This site is not maintained. Click here for the new website of Richard Dawkins.

Comment

← Human Rights Watch – You are Disgusting!

susanlatimer's Avatar Jump to comment 9 by susanlatimer

Comment 5 by Steve Zara

Being generally ignorant of political history and political theory

Me too.

I would be fascinated to know if there are established principles of human rights that could apply to a situation where the majority vote for an oppressive religious or dictatorial government? What happens when democracy conflicts with human rights? How do we define who is right, and who has rights in such a situation?

This is why forward-thinking and meticulously written constitutions are important. They prevent democracy from just being a case of mob rule. These aren't a given when a corrupt system has fallen or been toppled, leaving a vacuum of sorts.

And as Maryam Namazie said:

Also for elections to have meaning – even in the limited parliamentary sense – you need to have freedom of association, press, and expression and so on.

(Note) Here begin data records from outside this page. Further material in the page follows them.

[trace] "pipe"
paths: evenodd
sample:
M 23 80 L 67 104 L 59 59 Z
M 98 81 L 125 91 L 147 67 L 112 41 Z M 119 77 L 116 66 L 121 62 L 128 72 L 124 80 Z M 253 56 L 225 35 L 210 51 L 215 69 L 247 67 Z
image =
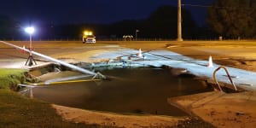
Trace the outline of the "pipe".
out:
M 30 52 L 29 49 L 26 49 L 25 48 L 21 48 L 21 47 L 19 47 L 19 46 L 16 46 L 15 44 L 9 44 L 9 43 L 7 43 L 7 42 L 4 42 L 4 41 L 0 41 L 0 43 L 3 43 L 4 44 L 7 44 L 9 46 L 11 46 L 11 47 L 15 47 L 16 49 L 21 49 L 21 50 L 25 50 L 26 52 Z M 67 63 L 65 61 L 60 61 L 60 60 L 57 60 L 57 59 L 55 59 L 55 58 L 52 58 L 52 57 L 49 57 L 49 56 L 47 56 L 47 55 L 42 55 L 40 53 L 38 53 L 38 52 L 35 52 L 35 51 L 32 51 L 32 54 L 36 55 L 38 55 L 40 57 L 43 57 L 44 59 L 47 59 L 47 60 L 49 60 L 49 61 L 52 61 L 54 62 L 57 62 L 57 63 L 60 63 L 63 66 L 66 66 L 69 68 L 72 68 L 72 69 L 74 69 L 76 71 L 79 71 L 80 73 L 88 73 L 88 74 L 91 74 L 91 75 L 96 75 L 97 73 L 94 73 L 94 72 L 91 72 L 91 71 L 89 71 L 89 70 L 86 70 L 86 69 L 84 69 L 84 68 L 81 68 L 79 67 L 77 67 L 77 66 L 74 66 L 74 65 L 72 65 L 72 64 L 69 64 L 69 63 Z

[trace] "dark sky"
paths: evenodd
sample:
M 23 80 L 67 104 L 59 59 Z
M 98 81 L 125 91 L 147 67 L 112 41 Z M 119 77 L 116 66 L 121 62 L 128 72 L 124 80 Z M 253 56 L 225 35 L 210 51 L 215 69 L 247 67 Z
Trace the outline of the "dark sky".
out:
M 183 3 L 208 5 L 214 0 L 182 0 Z M 0 14 L 26 24 L 38 23 L 112 23 L 149 16 L 161 5 L 177 6 L 177 0 L 1 0 Z M 207 9 L 189 9 L 200 25 Z

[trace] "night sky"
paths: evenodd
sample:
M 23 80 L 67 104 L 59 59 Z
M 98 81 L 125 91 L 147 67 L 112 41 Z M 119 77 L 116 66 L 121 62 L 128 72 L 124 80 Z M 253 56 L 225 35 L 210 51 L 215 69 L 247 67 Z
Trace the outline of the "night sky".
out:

You can't build democracy on a swamp or it crumbles. It's fragile enough as it is.

Sadly, "democratic" societies have often violated human rights but in a healthy democracy, the means to correct that is available (the women's rights movement or the civil rights movement in the U.S.).

How do we define who is right, and who has rights in such a situation?

Do you mean morally or in terms of international law and if so, what we can do about it?